Les habits à la française
Nous avons développé ce sujet des porpants et habits à la française lors d'une conférence donné en novembre 2017 pour Ti Douar Alre et nous avons pu démontrer que cette mode vestimentaire du porpant ou justenn s'était étendue à l'ensemble de la Bretagne avec, comme à l'accoutumée, des variantes tenant compte des matières premières locales, des couleurs traditionnelles des terroirs concernés et de l'aisance plus ou moins importante de cette classe paysanne composée de cultivateurs ou d'éleveurs.
Détail d'un tableau dans la chapelle St-Tugen à Primelin daté 1705 représentant un mariage dans le Finistère.
Vu par Henri CHARPENTIER
La plus ancienne illustration d'un porpant de la région de Noyal-Pontivy semble être cette gravure de Henri CHARPENTIER parue vers 1830 avec cet habit complet composé d'un gilet croisé à double boutonnage, d'une veste en drap de laine écru et d'un porpant ou justenn en drap de couleur brun foncé aux parements rehaussés de broderies au fil de laine rouge et safran.
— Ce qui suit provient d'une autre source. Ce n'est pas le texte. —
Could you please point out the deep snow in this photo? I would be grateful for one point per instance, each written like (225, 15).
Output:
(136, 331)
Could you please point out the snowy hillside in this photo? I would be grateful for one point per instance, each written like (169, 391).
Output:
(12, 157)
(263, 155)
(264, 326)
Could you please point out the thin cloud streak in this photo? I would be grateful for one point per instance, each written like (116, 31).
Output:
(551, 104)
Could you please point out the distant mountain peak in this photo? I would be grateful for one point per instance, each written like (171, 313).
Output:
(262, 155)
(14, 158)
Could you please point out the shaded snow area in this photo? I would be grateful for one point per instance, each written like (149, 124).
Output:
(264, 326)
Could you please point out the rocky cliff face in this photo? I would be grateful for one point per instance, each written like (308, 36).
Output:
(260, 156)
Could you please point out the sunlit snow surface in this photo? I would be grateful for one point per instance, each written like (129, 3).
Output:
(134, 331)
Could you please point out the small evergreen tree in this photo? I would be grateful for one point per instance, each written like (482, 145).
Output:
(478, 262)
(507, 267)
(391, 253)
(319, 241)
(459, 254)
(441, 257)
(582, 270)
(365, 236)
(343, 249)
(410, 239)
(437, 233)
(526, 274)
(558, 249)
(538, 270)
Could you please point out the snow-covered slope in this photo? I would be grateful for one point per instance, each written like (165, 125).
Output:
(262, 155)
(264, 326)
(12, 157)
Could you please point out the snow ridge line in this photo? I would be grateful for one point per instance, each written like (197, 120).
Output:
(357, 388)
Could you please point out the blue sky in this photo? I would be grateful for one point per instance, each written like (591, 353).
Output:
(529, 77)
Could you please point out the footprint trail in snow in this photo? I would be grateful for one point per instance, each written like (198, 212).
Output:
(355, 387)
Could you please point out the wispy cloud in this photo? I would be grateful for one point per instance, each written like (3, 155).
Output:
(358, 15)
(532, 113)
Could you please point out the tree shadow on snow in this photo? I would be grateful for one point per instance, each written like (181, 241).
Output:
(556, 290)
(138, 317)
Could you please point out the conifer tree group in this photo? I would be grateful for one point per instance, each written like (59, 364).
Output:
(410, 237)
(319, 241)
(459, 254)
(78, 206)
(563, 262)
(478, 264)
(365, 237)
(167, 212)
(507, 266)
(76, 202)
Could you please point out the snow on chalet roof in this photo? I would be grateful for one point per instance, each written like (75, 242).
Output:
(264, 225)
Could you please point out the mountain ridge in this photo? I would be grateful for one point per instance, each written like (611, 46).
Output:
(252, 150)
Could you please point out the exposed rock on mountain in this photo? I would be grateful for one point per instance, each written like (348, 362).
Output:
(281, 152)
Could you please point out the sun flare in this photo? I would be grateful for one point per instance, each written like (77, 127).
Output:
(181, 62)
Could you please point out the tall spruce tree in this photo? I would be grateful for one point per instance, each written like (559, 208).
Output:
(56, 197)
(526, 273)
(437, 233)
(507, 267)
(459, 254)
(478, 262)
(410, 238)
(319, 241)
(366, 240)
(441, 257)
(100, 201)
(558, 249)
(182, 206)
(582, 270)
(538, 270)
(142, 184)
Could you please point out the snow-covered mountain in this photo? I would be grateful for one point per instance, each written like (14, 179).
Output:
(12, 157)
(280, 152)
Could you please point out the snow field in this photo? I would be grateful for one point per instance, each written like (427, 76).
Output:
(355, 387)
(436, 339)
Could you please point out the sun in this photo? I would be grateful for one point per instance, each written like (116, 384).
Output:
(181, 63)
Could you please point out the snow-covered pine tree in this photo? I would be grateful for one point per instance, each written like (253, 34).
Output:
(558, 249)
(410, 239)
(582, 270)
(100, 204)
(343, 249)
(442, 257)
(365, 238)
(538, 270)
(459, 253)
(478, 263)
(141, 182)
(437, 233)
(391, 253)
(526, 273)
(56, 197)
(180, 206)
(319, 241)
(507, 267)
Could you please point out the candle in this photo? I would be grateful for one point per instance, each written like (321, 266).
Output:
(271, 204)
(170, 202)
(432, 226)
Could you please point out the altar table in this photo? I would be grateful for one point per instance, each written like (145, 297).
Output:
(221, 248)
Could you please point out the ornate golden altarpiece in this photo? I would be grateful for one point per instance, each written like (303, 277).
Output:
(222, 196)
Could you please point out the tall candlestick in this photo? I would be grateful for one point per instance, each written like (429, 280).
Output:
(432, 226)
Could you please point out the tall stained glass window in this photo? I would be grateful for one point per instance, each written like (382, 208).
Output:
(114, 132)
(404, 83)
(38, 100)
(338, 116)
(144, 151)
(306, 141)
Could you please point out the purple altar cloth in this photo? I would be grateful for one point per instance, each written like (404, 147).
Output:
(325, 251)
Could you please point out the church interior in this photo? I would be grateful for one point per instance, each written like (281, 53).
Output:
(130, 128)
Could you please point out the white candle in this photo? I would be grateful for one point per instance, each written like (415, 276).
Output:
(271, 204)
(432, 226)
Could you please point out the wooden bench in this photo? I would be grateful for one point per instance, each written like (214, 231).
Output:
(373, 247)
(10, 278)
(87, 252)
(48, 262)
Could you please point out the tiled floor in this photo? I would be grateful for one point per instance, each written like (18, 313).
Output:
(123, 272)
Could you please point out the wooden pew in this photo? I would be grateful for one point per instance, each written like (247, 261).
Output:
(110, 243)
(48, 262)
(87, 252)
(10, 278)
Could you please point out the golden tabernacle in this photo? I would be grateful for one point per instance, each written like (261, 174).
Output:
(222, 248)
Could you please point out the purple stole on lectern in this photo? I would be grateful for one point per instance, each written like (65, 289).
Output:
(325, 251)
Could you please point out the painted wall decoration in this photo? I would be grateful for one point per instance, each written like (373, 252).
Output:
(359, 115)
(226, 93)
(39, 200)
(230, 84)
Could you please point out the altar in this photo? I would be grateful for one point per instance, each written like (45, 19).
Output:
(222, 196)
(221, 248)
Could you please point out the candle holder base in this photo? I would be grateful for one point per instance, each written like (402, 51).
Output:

Une date de 1824 se lit sur la cartouche brodée, il s'agit du plus ancien porpant pontivien représenté.
Vu aux Musées
Les régions de Noyal-Pontivy et de Neuillac vont en outre s’avérer très intéressantes par la conservation dans des collections privées ou publics de plusieurs porpants datés de la période 1844 à 1877. Voici un porpant daté de 1853 et présenté lors de l'exposition "Les bretons et l'argent" au Musée de Bretagne à Rennes en 2011
Vu sur les cartes postales
Quelques porpants ont été portés jusque dans les années 1900 par quelques célébrités locales, bardes ou simples artisans locaux qui ont maintenu une tradition vestimentaire assez exceptionnelle. La date figurant sur le porpant indiquait la date de sa fabrication, vraisemblablement proche du mariage de son propriétaire qui y faisait parfois broder ses initiales.
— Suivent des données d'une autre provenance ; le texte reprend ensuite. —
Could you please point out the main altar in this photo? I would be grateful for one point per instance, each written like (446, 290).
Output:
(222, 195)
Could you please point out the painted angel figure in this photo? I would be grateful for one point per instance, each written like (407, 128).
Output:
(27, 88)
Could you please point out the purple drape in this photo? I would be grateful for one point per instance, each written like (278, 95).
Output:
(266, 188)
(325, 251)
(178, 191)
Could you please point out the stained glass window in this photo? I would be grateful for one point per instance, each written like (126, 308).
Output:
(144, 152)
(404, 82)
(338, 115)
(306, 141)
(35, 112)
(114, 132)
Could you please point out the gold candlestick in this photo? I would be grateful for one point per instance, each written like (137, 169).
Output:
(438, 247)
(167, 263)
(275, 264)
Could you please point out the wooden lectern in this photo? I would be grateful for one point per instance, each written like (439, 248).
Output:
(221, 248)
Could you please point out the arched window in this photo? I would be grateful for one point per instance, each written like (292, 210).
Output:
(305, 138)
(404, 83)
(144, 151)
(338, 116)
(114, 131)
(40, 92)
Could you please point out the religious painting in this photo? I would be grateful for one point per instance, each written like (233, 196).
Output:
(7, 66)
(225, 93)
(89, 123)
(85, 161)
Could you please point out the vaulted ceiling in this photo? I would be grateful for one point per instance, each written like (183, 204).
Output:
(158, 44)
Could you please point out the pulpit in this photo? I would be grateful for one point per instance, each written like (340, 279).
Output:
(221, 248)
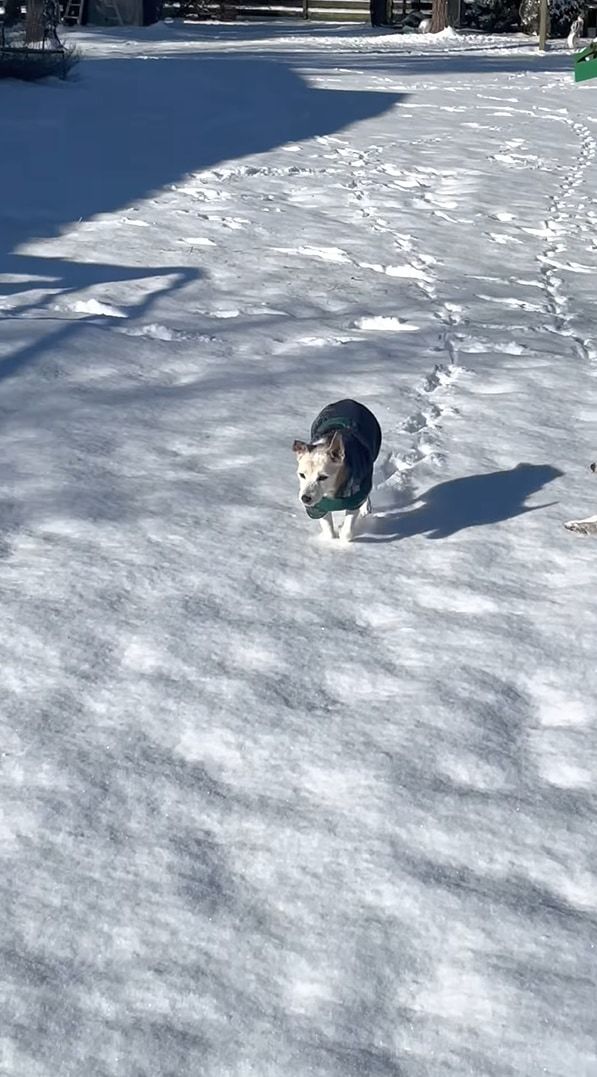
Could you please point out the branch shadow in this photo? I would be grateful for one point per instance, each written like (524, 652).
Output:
(470, 502)
(126, 130)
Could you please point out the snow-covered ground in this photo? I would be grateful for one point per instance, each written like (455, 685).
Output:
(273, 807)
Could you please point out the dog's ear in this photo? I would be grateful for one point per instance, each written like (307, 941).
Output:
(336, 449)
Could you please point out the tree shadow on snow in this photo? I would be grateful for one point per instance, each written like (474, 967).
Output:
(470, 502)
(123, 130)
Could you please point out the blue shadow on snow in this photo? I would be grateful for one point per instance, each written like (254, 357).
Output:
(470, 502)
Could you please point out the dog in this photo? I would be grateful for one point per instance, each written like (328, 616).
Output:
(335, 466)
(586, 527)
(575, 32)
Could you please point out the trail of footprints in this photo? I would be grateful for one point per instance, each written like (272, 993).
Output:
(558, 224)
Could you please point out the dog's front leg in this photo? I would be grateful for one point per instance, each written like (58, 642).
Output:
(328, 526)
(347, 529)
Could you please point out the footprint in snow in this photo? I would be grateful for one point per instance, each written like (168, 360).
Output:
(92, 307)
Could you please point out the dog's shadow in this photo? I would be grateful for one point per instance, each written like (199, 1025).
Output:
(470, 502)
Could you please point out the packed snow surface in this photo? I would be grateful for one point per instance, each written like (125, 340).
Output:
(273, 806)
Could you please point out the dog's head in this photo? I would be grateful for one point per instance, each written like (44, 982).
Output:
(320, 469)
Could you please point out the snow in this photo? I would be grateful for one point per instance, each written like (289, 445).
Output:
(274, 806)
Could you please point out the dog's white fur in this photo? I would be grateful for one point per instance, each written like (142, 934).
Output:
(321, 473)
(586, 526)
(575, 32)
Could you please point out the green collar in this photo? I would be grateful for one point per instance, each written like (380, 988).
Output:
(339, 504)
Voici le détail d'une carte postale représentant Joseph Le Bot dit "Job Matou" vers 1910, il était artisan charpentier à Melrand; son porpant est daté 1865.
Les broderies
Si le mariage était l'occasion de porter ses plus beaux atours, la venue de Napoléon III en Bretagne en août 1858 a surement incité quelques riches propriétaires à s'en faire réaliser un exemplaire alliant le meilleur drap, le tailleur le plus adroit et le brodeur le plus inventif.
Les modes vestimentaires étaient à cette époque en pleine évolution avec une recherche et une fantaisie insoupçonnées, notamment dans les motifs brodés, comme ici sur notre porpant d'apparat.
Patern Le Beller à Bieuzy-les-Eaux
Le porpant ici présenté a été longtemps conservé à Nantes, comme d'ailleurs la robe rouge de Marie-Françoise ROBIC, native de Pluméliau, et conservée par l'association des Amis de Pontivy.
Bien que non daté, ce porpant a été vraisemblablement confectionné pour son mari Patern LE BELLER, maire de Bieuzy-les-Eaux entre 1848 et 1851, en prévision de la venue du couple impérial en Bretagne, visite plusieurs fois annoncée et effective le 16 août 1858 à Pontivy, redevenu depuis 1852 Napoléonville.
Il faut imaginer la présence de riches paysans en habit à basques et un très grand défilé devant le couple impérial de cavaliers bretons en costume blanc du pays, avec, en croupe, leurs femmes parées de leur robe en drap rouge aux broderies d'une grande richesse.
Patern LE BELLER n'aura pas la chance de participer à ces festivités, il est décédé le 21 mars 1857 à Bieuzy-les-Eaux.
Un couple de riches paysans de Bieuzy-les-eaux vers 1850
Cette photographie prise sur les marches dans la cour intérieure du château des Rohan permet d'imaginer la qualité des vêtures et parures d'un jeune couple de paysans aisés en habits de fêtes du Bro Pondi au milieu du XIXème siècle.